宮澤「嫁の対局は96%くらい見てる。対局を見て、これダメじゃんとか言ったことはないかな。嫁が選ぶ方ならそれは正解だよ。」

宮澤「僕は、いつも『人を超えて神になりなさい』と言ってるんだよね。」

魚谷「あはは。私は神ってガラじゃないなぁ。でも、人間の出来る最高には到達したいね。」

猫は可愛いし、旦那の性格はピカイチだそうだ。
やっぱり、結婚して良い影響あるんじゃないの?(笑)

魚谷は将来をどう考えているのだろうか?
5年後、10年後を想像してもらった。

魚谷「難しいこと聞くねー。
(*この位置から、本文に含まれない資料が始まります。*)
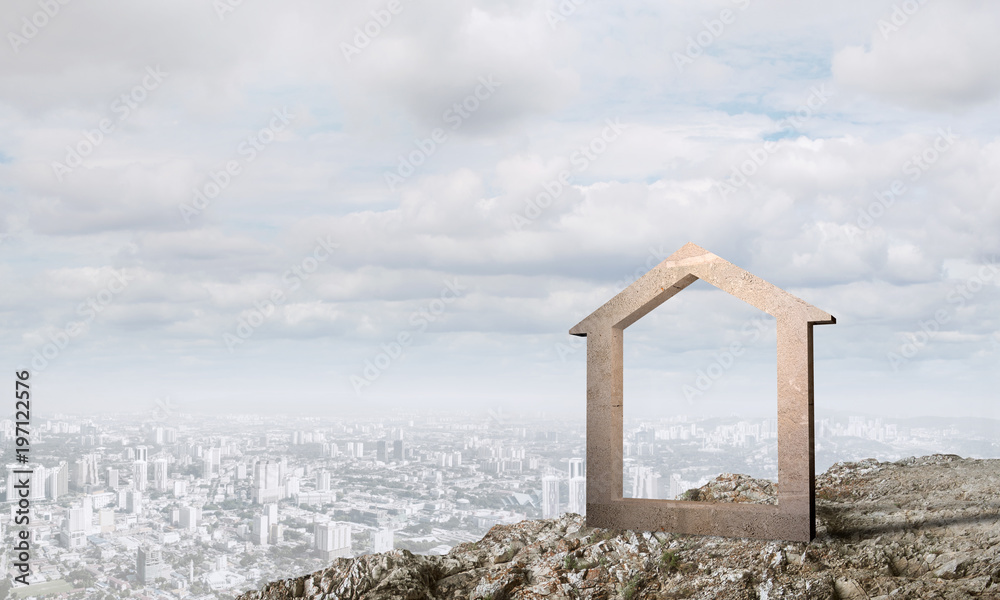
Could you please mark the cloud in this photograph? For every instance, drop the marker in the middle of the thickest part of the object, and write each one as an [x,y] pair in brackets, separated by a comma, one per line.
[938,55]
5年後、10年後に麻雀を取り巻く環境がどうなっているか全然想像つかない。けど、選手として第一線で戦っていたいと思うよ。ただ、もし衰えてしまってパフォーマンスが出せなかったら、そのときは辞めちゃうと思う。」

このインタビュー、最初から最後までホント魚谷らしい答えが返ってくるな。嬉しいよ。

勘違いしないでいただきたいが、もう満足してしまったのでいつ辞めてもいい、ではない。
活躍できなくなったら退かなきゃいけない、という覚悟だ。
魚谷は、勝てなくなった私には存在価値はない、と言い出すような人だ。
鳳凰位には一歩後退してしまったし、セガサミーフェニックスを優勝に導いてもいないのだ。
成し遂げるまで歩みを止めることはないだろう。
まだまだまだまだ、先の長い歩みになるかもしれない。
でもいつか、魚谷ならきっと成し遂げて、素敵な泣き顔を見せてくれると思う。よろしく頼んだよ!